Alongside human bones, the remains of ten dogs and two guinea pigs were found buried in an ancient temple at Peru's Parque de las Leyendas Zoo, archaeologists have announced. The find (of dogs) is particularly interesting as the animals' legs were tied together and they had ropes around their necks, hinting at a sacrifice to the gods.
Archaeologists had already been excavating the zoo's international zone for a few years, focusing on a range of ancient monuments dating from the Pre-Columbian era which they had uncovered.
Between 2012 and 2013, they made a mysterious, significant discovery, digging up 134 human skeletons and animal remains belonging to 138 dogs.

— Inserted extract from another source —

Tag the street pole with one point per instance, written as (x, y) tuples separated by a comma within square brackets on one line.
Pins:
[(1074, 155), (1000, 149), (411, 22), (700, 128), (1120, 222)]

They identified the bones as remains from the time of the pre-Incan culture of Ychsma, dating back to between 900 and 1470CE.
While it was not uncommon for ancient Peruvian civilisations to bury dogs, the experts say that what happened at this site is different. Dogs were here specifically buried next to humans – not in animal-only cemeteries – and first analyses suggested that they had been strangled.
The archaeologists were puzzled about the purpose of this type of sacrifice, which might have taken place where the Parque de las Leyendas now stands.
The latest discovery of the ten dogs and the two guinea pigs, at the heart of two small trenches in the pre-Incan Huaca El Rosal temple in the zoo, may constitute another piece of this puzzle. It may help archaeologists to better understand the ritualistic practices of the Ychsma culture and their use of dogs and other animals in sacrifice. These newly excavated remains are thought to be about one thousand years old.
Guides in the afterlife
Both male and female dogs were identified. Each of them had a leash around its neck and their legs had been tied. Most dogs had a height of about 42cm, weighted around 12 kg and had a brown fur.
"The dogs were positioned as though they were sleeping directly on the stones. On this filling, they are tied by the front and rear legs and neck. Many of them had the rope tied around their neck. That is how they were found, as if they were sleeping, so we think that is part of a sacrifice," Lucenida Carrion, head of archaeology at Middendorf Museum at the Parque de las Leyendas, said during a press conference on 12 September 2016.
So far, the dominant hypothesis is that the Ychsma culture sacrificed the dogs as an offering to the gods, so that they would serve as guides for their owners in their afterlife.
The other explanation is that the dogs were crucial components of sacrifices that took place following a conflict or a traumatic event. Indeed, some of the human remains found in previous years displayed traces of great violence, so it is possible that the dogs were offered to the gods after the occurrence of mass human death.